Cette lecture a accéléré ma guérison. Ces récits datant du bon
vieux temps d’avant l’ordinateur et la Toile, lorsqu’un
commissaire du quai des Orfèvres, pendant un long et difficile
interrogatoire dans son petit bureau chauffé par un poêle à
charbon, faisait apporter quelques sandwiches et une bière à
pression de la Brasserie Dauphine toute proche pour lui et son
inculpé,…ces récits semblaient parfaitement tenir la route. Au
même titre qu’un des romans qualifiés de «romans durs» où le
commissaire ne figurait pas. Ainsi Chez
Krull se déroule dans une ville
anonyme près de la frontière entre la Belgique et l’Allemagne à
la fin des années 1930. Le roman met en scène un fugitif allemand
qui vient y chercher son salut chez des boutiquiers apparentés dans
un quartier appauvri et y provoque tout de suite un drame.
Maigret
demeure plus actuel qu’on ne serait tenté de croire.
Maigret
en Flandre et aux Pays-Bas
L’arbre
généalogique de Simenon comporte aussi bien des Flamands que des
Wallons. Rien de moins étonnant pour un Liégeois, citoyen de la
cité ardente. Du côté maternel, Simenon avait de la famille aux
proches Limbourgs flamand et néerlandais. Chez eux il a appris (un
tout petit peu) le néerlandais et reniflé l’atmosphère du pays.
Dans
les souvenirs se rapportant à leur région il a notamment puisé
l’inspiration pour le court roman La
Maison du canal (1933), qui se déroule
aux bords du canal Zuid-Willemsvaart
. C’est un roman de transition entre la première série des
Maigret et les romans durs, ses romans non policiers aux prétentions
davantage littéraires et psychologiques.
Caractéristique de Simenon est Chez
les Flamands (1932), où Maigret se
retrouve chez des Flamands exploitant un café pour bateliers dans la région belgo-française de
Givet. Mariniers, canaux et rivières ont toujours fasciné
l’écrivain, qui était aussi un grand navigateur.

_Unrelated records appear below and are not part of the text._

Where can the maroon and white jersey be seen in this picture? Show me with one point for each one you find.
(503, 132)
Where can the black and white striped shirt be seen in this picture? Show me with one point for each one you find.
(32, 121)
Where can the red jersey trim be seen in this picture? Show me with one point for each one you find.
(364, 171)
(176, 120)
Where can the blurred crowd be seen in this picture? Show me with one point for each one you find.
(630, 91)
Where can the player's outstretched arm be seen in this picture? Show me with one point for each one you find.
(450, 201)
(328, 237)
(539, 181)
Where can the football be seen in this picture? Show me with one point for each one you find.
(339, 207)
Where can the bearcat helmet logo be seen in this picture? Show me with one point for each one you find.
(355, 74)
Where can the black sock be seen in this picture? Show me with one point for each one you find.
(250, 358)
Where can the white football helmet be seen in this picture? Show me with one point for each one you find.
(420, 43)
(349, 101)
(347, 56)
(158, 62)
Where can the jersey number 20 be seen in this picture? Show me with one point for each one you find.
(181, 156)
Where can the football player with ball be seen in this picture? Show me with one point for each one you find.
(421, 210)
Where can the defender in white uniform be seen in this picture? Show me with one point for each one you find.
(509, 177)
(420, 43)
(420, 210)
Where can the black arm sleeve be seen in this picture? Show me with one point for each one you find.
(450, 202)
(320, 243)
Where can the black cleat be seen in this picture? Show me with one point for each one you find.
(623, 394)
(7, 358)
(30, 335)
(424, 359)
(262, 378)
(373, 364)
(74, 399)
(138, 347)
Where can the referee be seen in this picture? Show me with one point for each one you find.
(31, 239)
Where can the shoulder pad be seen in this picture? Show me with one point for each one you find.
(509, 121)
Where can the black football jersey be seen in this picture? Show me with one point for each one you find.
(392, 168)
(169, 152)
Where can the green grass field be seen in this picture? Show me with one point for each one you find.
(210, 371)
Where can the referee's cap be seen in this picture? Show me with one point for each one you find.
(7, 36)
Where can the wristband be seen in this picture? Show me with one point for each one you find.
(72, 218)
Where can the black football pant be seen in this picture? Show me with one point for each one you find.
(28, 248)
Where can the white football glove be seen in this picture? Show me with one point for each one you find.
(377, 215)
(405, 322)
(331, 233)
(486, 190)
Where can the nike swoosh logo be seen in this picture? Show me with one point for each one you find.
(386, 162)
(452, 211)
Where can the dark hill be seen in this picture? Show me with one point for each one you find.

Aux lecteurs désireux de se tourner vers l’un
de ses premiers romans durs je recommande Le
Bourgmestre de Furnes, qui date de
l’automne 1931. Le récit est construit autour d’un de ses grands
thèmes favoris: un homme d’âge mûr essaie de rompre avec son
milieu, va jusqu’au bout de son rouleau, ce qui aboutit évidemment
à un drame.
Commencez
par lire l’avertissement au début du livre. Simenon admet qu’il
ne connaît pas Furnes, ni son bourgmestre ni ses habitants. Furnes
n’est pour lui que comme un motif musical … Cela fait penser à
Jean Giono affirmant qu’il n’écrivait pas sur des Provençaux
mais sur des êtres humains.
C’est
également vrai pour Simenon, même si ce n’est pas toujours tout à
fait le cas. Dans un roman de 1947, Le
Clan des Ostendais, sur des marins
flamands qui prennent la fuite au cours de l’été de la guerre en
1940, les rapports linguistiques flamando-français occupent une
place parfaitement réaliste.
On
retrouve aussi les différents genres pratiqués par Simenon dans ses
récits situés aux Pays-Bas. À
Delfzijl, on commémore volontiers le fait que les premiers Maigret ont été écrits là, à bord d’un bateau. Dans la ville toute
proche de Groningue, un admirateur des romans durs saura dès lors
certainement qu’un Kees Popinga est le protagoniste tourmenté de
L’homme qui regardait passer les
trains, un des tout premiers romans
durs et également l’un des «plus simenoniens». Pas
vraiment une lecture qui console…
Songeant
à tout cela, je me demande à quel genre allait la préférence du
nombre considérable de Belges qui ont inscrit Simenon sur la liste
des Plus Grands Belges. Mon pari: aux Maigret.